As AI adoption grows, there is increasing demand for processing data closer to its source, reducing latency and improving performance. Red Hat has made significant progress in advancing AI at the edge, which involves deploying AI models on edge devices such as sensors, gateways, and IoT-enabled systems, through solutions like Red Hat Device Edge. This is especially prevalent in industries like manufacturing, where edge computing and AI are being used to break down barriers between IT and OT to drive more efficiency on the shop floor.

Furthermore, through collaborations with leaders like Intel, Red Hat is optimizing hybrid cloud environments to support edge computing. For example, Red Hat OpenShift AI is being used to deliver lightweight, containerized AI solutions that can operate seamlessly at the edge. This capability is critical for applications requiring real-time responses, such as autonomous vehicles, predictive maintenance, and IoT-based solutions.  

By enabling AI workloads to run efficiently on edge devices, Red Hat and our robust partner ecosystem are not only improving processing speeds but also enhancing resource efficiency.
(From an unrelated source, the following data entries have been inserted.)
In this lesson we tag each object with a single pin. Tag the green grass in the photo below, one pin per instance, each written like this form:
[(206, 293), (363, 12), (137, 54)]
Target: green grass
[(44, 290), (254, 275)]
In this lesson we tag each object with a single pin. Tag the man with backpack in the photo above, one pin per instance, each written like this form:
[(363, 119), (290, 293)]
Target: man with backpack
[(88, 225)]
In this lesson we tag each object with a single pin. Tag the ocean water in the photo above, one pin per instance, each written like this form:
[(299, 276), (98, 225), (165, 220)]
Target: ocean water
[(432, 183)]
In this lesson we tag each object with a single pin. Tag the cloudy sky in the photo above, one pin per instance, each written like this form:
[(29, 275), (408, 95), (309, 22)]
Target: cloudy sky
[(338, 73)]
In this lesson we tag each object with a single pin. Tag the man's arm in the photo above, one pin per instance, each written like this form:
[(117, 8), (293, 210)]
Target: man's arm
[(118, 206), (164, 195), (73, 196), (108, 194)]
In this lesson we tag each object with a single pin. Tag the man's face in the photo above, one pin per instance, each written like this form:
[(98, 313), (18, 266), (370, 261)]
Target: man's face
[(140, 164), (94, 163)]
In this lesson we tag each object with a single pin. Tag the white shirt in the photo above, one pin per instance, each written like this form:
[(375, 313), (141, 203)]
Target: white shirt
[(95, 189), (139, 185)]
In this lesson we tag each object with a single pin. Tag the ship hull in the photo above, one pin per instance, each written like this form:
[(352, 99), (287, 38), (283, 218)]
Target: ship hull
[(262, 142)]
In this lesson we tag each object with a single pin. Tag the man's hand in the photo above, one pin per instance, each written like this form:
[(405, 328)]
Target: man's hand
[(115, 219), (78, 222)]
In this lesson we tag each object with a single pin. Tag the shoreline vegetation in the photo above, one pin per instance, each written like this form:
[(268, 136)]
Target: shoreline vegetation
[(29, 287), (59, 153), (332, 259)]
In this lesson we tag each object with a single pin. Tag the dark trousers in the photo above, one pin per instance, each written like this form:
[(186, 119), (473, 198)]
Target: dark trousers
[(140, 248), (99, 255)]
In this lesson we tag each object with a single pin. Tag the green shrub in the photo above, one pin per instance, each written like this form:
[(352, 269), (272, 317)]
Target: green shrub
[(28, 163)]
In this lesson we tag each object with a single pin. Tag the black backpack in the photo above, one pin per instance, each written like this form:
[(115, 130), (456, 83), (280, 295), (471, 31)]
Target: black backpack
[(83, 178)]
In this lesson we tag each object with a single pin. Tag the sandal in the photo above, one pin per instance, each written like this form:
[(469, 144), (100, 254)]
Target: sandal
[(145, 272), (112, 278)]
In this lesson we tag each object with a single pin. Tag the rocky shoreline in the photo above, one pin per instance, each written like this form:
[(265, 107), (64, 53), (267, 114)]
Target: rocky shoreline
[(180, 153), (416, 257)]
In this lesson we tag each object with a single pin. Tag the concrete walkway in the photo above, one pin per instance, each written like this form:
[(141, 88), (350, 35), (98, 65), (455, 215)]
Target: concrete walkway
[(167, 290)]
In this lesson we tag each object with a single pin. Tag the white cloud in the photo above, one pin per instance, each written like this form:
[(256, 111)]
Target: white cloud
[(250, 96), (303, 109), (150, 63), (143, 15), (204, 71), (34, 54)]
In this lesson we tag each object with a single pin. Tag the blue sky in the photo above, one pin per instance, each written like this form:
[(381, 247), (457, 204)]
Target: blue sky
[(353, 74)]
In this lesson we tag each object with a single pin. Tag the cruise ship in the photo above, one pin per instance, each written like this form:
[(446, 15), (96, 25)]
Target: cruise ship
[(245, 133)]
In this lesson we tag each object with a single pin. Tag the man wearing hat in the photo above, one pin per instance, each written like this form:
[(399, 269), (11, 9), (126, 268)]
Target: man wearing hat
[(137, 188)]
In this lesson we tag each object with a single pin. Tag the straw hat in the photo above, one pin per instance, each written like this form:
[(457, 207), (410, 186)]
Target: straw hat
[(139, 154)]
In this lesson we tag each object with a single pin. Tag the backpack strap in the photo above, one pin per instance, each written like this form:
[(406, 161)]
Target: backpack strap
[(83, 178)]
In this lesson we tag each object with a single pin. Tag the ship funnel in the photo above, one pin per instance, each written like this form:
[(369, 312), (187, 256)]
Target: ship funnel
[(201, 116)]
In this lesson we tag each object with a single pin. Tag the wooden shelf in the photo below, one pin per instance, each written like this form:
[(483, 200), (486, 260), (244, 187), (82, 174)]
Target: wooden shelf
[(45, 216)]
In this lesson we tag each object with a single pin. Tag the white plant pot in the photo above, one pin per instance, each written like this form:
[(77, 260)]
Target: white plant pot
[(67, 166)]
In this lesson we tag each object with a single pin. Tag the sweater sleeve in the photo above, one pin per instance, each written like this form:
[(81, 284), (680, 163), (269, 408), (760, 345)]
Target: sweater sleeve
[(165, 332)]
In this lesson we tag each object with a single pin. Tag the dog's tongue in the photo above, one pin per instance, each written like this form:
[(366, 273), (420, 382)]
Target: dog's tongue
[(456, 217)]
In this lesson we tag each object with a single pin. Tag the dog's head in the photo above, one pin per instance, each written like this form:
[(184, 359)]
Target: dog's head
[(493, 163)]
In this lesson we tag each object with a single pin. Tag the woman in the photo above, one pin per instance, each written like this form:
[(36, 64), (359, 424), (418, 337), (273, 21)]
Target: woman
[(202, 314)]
This is critical in industries such as manufacturing and telecommunications, where vast amounts of data are generated at the edge, and centralized cloud processing is not always feasible.  

Any final thoughts or advice for organizations looking to harness the power of AI and open source solutions for transformative enterprise solutions?

In today’s digital landscape, the convergence of AI and open source solutions is driving enterprise transformation. This synergy offers unparalleled opportunities for innovation, agility, and collaboration, enabling businesses to adapt and grow sustainably.

Open source platforms critical flexibility and transparency for developing scalable AI solutions. These platforms empower organizations to customize features, reduce costs, and avoid vendor lock-in. For instance, Red Hat OpenShift AI provides an integrated MLOps platform for managing the AI/ML lifecycle across hybrid cloud environments and the edge, designed to increase AI adoption and enhance trust in AI initiatives. In addition, Red Hat Enterprise Linux AI offers a foundation model platform to help organizations more consistently develop, test and run Granite family LLMs to power enterprise applications, with built-in InstructLab model alignment tools to provide a community-driven approach to model development through the InstructLab project.

Collaboration accelerates innovation. Red Hat’s open source ecosystem exemplifies how partnerships with industry leaders and communities foster cutting-edge AI solutions. This collaborative approach offers continuous refinement and relevance in evolving technological environments. Finally, upskilling is critical. As technology evolves, so must the workforce. Red Hat Training equips professionals with the skills needed to effectively implement AI and open source technologies, fostering a culture of learning and adaptability.

By integrating open source innovation, collaboration and continuous learning, enterprises can more easily navigate complexities and achieve sustained growth in the modern IT landscape.